Pathologists are known more publicly for delivering crucial post-mortem results during inquests.
Yet the pathology department at the Royal Bolton Hospital is integral to patient care and diagnosis of disease at both the hospital and in the community when it comes to running any sort of test.
It is also one of the most industrious thanks to rapid advances in technology and is open 24 hours a day, all year, in order to process thousands of tests around the clock.
Dr Gilbert Wieringa, clinical lead for Laboratory Medicine, who has been at the Royal Bolton for five years, said: “We are actually trying to move away from the term pathology because it tends to conjure up images of scientists in lab coats with test tubes. This is why we tend to call it laboratory medicine nowadays.
“It really is the cornerstone to diagnosis and patient care — you cannot provide treatment without the pathology department. What people perhaps don’t realise is that 70 per cent of information required for patient management relies on information provided by pathologists.
“Our labs are made up of what you might call the ‘back room boys and girls’ and the value of the service is often not recognised, when really it is crucial to patient care.
“You could say it is a Cinderella service but we are needed 24 hours-a-day, seven days-a-week, 365 days-a-year. For example, if a patient rushed into hospital after a car accident, suffering massive blood loss, they will need a blood transfusion urgently. To do that we will need to process their blood samples immediately to get them the care they need.”
The pathology department is made up of 170 staff who can test for any sort of disease from cancer markers to AIDS and HIV. It is divided into sub-departments such as haematology, infection control and microbiology.
Peter Kinsella manages the haematology department which is responsible for all blood science at the hospital. He also says that pathology is a crucial service at the hospital but like all areas of medicine, has seen rapid advances in technology over the years.
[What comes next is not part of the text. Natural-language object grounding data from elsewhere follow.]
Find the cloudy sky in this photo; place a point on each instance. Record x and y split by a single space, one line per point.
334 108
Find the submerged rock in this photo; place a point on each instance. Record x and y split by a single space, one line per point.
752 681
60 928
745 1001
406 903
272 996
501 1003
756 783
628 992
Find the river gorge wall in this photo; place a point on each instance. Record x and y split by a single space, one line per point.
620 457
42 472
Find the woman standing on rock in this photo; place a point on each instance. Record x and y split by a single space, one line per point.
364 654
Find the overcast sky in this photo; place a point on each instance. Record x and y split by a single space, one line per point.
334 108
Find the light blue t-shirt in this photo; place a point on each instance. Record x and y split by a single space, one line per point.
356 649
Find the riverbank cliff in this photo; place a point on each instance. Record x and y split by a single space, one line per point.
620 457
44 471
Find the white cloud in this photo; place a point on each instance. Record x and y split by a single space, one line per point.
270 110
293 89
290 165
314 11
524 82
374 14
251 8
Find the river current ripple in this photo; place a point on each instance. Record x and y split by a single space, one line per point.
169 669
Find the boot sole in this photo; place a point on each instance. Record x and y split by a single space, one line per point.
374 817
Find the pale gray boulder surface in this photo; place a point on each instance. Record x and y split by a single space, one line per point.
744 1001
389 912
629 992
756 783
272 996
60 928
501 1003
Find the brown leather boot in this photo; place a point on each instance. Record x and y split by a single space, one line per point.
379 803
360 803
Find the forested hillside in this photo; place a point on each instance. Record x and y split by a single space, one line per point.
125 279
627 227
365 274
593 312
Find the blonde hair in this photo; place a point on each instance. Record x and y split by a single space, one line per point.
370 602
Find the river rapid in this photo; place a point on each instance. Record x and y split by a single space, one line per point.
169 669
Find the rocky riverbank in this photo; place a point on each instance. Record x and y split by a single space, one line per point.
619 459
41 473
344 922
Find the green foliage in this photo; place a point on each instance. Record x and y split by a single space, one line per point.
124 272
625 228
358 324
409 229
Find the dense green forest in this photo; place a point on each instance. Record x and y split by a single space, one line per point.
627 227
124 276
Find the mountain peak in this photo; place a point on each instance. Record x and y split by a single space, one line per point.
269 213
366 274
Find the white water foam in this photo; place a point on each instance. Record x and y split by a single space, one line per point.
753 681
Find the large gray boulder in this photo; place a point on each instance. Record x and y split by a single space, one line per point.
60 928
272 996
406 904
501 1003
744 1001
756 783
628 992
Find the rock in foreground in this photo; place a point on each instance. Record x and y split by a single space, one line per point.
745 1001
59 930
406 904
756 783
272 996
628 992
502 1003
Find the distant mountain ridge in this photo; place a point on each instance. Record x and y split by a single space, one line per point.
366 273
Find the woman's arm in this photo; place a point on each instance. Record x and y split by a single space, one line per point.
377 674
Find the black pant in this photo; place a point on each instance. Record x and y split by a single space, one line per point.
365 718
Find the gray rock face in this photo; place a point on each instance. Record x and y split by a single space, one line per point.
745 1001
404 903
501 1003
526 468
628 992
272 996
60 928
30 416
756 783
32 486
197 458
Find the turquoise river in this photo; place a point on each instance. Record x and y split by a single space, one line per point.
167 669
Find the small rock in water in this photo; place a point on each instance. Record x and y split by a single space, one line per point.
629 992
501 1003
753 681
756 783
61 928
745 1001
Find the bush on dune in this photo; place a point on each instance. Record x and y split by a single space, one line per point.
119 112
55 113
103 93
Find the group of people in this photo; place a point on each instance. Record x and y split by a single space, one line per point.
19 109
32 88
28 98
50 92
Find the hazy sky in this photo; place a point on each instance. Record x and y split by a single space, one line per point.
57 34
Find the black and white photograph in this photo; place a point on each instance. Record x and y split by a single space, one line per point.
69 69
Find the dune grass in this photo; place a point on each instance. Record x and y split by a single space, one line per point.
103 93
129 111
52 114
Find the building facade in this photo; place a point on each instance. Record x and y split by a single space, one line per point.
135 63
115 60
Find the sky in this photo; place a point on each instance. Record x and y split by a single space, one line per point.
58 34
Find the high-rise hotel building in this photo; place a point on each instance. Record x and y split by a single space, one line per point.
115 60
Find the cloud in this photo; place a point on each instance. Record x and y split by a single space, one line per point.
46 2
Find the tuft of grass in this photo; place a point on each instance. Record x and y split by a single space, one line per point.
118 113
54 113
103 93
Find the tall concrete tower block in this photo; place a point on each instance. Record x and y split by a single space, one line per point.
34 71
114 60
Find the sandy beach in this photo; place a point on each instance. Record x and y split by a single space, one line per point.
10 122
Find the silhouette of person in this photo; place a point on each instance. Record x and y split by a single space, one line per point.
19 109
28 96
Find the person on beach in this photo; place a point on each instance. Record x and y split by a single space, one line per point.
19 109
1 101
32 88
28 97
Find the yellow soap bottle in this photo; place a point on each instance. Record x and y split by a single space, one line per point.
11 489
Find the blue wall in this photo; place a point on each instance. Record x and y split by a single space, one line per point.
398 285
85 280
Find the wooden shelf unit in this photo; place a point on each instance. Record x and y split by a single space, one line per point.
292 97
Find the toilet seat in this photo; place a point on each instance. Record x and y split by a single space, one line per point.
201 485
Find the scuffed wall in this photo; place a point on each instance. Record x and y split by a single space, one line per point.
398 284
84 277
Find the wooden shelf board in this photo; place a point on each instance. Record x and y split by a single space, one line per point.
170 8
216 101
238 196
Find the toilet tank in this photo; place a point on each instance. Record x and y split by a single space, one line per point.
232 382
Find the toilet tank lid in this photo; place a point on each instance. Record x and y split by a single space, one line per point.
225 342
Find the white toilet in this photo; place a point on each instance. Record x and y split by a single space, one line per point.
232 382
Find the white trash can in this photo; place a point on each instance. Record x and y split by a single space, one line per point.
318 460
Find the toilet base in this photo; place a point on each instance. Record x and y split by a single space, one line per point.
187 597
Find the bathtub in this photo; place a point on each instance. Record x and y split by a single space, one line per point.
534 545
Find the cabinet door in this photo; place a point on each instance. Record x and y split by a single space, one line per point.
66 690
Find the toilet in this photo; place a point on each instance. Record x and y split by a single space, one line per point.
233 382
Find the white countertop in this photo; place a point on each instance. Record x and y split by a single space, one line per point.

“Without pathology, there would be no hospital service. I don’t think people realise how many samples we test at the hospital, “ says Mr Kinsella.
“There have been huge advances in my time, let alone in the past 40 years. For example, it used to take 20 to 30 minutes to do a full blood count under a microscope whereas now it can take 40 seconds to analyse on a machine. We process up to 3500 samples per day across blood sciences so the work load has rapidly increased.”
Pathology now plays an increasingly important role in public health and the early detection of disease, such as diabetes or liver dysfunction.
Dr Wieringa explained: “Now pathology plays a crucial role in public health and early intervention by screening for diseases such a diabetes. These screening programmes have really taken off over the years.”
Denise Camm has worked at the hospital in the pathology department since 1968 and worked through the rapid changes.
Miss Camm, aged 61, who is retiring this year, said: “I started in a clerical role about 46 years ago and then I moved into the blood science lab.
“I think many people think that pathology is a study of the dead but actually my role is to help process all those thousands of samples.
“It has certainly been a learning curve over the years and there’s always something new to learn.”